Оба ленинградца представились
— Старший лейтенант Козырев. Следственный отдел Ленинградского управления КГБ.
— Старший лейтенант Путин. Производил первичный контакт с указанным объектом.
— Так, товарищи, мы в званиях равны, поэтому предлагаю между собой и тем более, во время присутствия объекта общаться по именам. Я — Сергей.
— Петр.
— Владимир.
Старлеи пожали друг другу руки. Ленинградцы немного расслабились, секретность понемногу сходила с их лиц. Путин даже улыбнулся — открыто и немного растерянно.
— Володя, что можете рассказать об этом Уткине.
С лица Путина мгновенно сошла улыбка и он стал докладывать. И снова на его лице стала проявляться печать государственной важности.
— Виктор Уткин. Родился в Ленинграде в семье военных. Отец — военный летчик, погиб, выполняя свой интернациональный долг в Анголе, его МиГ был сбит, летчик катапультироваться не успел. Мать — МНС, младший научный сотрудник, Закончила ЛИТМО — Ленинградский институт точной механики, работает в одном закрытом научно-исследовательском институте при Министерстве обороны.
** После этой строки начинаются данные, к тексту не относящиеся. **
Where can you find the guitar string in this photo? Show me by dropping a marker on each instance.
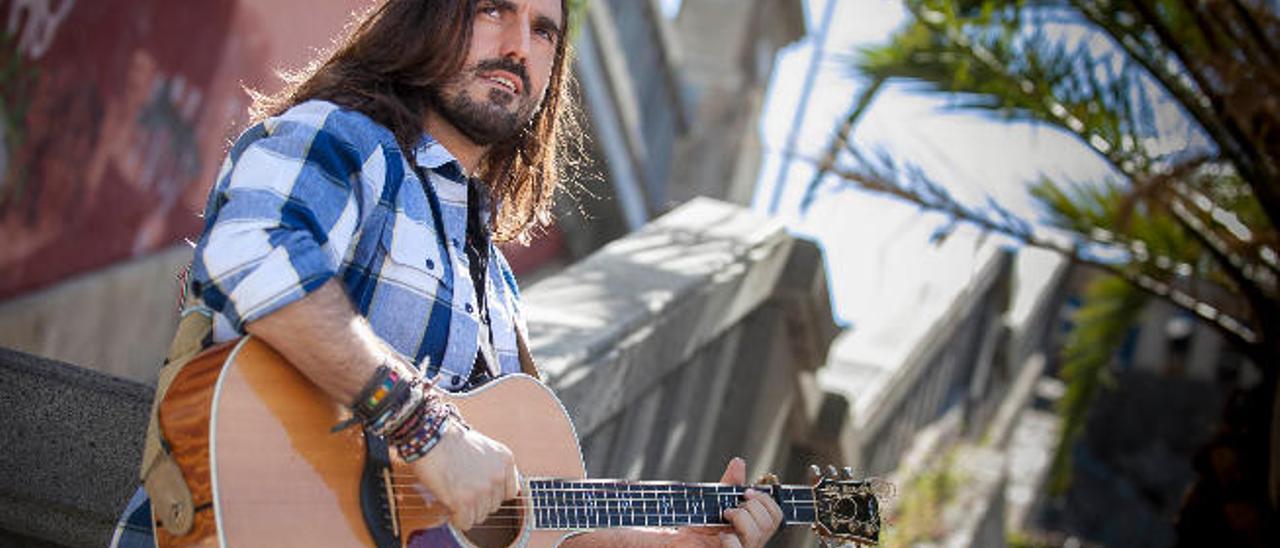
(525, 497)
(542, 489)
Точнее, пока временно не работает, находится на излечении в городской больнице. Кстати, именно этот мальчик. Уткин, добился, чтобы ее поместили на обследование. И врачи нашли онкологию на очень ранней стадии, главврач, с которым я беседовал, сказал, что если бы через полгода мать Уткина поступила на обследование, то уже медицина была бы бессильна.